Included in the proposals are:

  • The power to remove a profession from regulation – “a provision to enable the removal of a profession from statutory regulation through secondary legislation will make it easier to ensure that the protections and regulatory barriers that are in place remain proportionate for all health and care professions.”
  • The power to abolish an individual health and care professional regulator – “there is inevitable duplication in having 9 regulatory bodies (10 including Social Work England) performing similar functions in relation to different professions. A reduction in the number of regulators would deliver public protection in a more consistent way, while also delivering financial and efficiency savings.”
  • The power to remove restrictions regarding the power to delegate functions – “regulators are currently restricted from delegating to another body some of their core functions. This includes the keeping of a register of persons permitted to practise; determining standards of education and training for admission to practise; giving advice about standards of conduct and performance; and administering procedures relating to misconduct and unfitness to practise. The removal of these restrictions would enable a single regulator to take on the role of providing a function across some or all regulators.”
  • Clarifying the scope of professions subject to regulation to include senior NHS managers and leaders and other groups of workers – proposals to create a statutorily regulator for senior NHS managers and leaders.

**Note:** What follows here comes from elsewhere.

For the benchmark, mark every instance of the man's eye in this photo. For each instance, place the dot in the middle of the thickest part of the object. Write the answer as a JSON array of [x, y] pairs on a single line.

In relation to the proposals above, the White Paper states:

“The proposed powers will make it easier to ensure that professions protected in law are the right ones and that the level of regulatory oversight is proportionate to the risks to the public, now and in the future. This is not about deregulation – we expect the vast majority of professionals such as doctors, nurses, dentists and paramedics will always be subject to statutory regulation. But this recognises that over time and with changing technology the risk profile of a given profession may change and while regulation may be necessary now to protect the public, this may not be the case in the future.”